Tri-Party Repo (TREPS)
Tri-Party Repo (TREPS) is a collateralised borrowing and lending mechanism in India's money market where the Clearing Corporation of India Limited (CCIL) acts as the tri-party agent, managing collateral allocation, valuation, substitution, and settlement on behalf of borrowing and lending participants.
TREPS was introduced by CCIL in November 2019 to replace the Collateralised Borrowing and Lending Obligation (CBLO) platform. The tri-party structure means that rather than bilateral negotiation and collateral management between two counterparties, CCIL intermediates: it receives the securities from the cash borrower's collateral account, values them daily, applies appropriate haircuts, and releases cash to the borrower. On the maturity date, the reverse transaction is completed automatically.
CCIL brings several efficiency advantages over bilateral repos. It provides collateral optimisation — automatically selecting the most appropriate eligible securities from the borrower's collateral pool to meet the lending amount — reducing the operational burden on participants. It also provides netting and central clearing, reducing counterparty credit exposure between participants. All TREPS trades are cleared and settled through CCIL's settlement guarantee mechanism, backed by a Settlement Guarantee Fund.
Participants in TREPS include scheduled commercial banks, primary dealers, all-India financial institutions, insurance companies, and mutual funds. Mutual funds are among the most active lenders in TREPS, deploying overnight cash surpluses at the TREPS rate rather than leaving them idle. The TREPS rate serves as a key overnight reference rate for Indian money markets, published daily by CCIL.
Eligible collateral comprises Central Government dated securities, Treasury Bills, State Development Loans, and specific RBI-notified instruments. Corporate bonds and commercial paper are not eligible TREPS collateral, which is an important distinction from some international tri-party repo platforms that accept a broader collateral set.
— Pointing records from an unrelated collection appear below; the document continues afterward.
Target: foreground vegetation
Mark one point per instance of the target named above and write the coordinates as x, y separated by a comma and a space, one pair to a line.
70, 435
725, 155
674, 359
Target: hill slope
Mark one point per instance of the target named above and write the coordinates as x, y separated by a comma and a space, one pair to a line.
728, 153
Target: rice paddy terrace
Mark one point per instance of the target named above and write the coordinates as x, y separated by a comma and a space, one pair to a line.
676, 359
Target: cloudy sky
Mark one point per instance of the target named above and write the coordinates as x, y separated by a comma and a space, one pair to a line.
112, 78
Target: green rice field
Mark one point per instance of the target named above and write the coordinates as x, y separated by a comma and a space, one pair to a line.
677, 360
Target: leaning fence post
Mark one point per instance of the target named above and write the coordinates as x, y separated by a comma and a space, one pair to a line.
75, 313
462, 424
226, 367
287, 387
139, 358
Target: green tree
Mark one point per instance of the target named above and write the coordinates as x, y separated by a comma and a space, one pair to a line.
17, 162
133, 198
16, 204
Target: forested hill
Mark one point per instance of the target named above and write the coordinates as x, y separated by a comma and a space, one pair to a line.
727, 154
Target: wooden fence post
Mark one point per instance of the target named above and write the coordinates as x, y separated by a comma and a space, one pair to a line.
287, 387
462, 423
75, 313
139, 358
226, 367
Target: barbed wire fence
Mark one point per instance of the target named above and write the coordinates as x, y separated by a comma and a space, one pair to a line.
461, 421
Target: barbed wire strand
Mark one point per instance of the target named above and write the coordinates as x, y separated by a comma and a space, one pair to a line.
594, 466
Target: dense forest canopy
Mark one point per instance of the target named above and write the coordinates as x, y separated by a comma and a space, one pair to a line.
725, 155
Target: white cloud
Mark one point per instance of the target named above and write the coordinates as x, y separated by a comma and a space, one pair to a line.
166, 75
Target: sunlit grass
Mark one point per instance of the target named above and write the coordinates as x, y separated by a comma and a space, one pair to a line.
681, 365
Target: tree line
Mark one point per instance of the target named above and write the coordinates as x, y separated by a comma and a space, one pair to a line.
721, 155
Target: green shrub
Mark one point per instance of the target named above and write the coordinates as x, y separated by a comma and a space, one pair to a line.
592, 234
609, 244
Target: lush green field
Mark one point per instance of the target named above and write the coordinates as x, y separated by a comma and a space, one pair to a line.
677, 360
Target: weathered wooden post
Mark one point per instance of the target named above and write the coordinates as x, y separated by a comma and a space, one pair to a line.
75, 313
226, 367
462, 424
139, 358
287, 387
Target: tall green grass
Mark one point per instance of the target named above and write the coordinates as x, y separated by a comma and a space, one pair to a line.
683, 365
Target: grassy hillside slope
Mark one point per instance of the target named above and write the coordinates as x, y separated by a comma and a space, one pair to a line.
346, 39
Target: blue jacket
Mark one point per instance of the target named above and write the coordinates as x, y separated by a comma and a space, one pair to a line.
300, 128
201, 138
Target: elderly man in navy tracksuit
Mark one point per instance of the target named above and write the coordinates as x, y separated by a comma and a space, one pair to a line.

The TREPS market's daily volume typically runs into several lakh crore rupees, making it the largest segment of India's collateralised money market. The spread between the TREPS rate and the RBI's policy repo rate is closely monitored as an indicator of banking system liquidity: a negative spread (TREPS below repo rate) signals excess liquidity, while a positive spread above the repo rate suggests a liquidity deficit.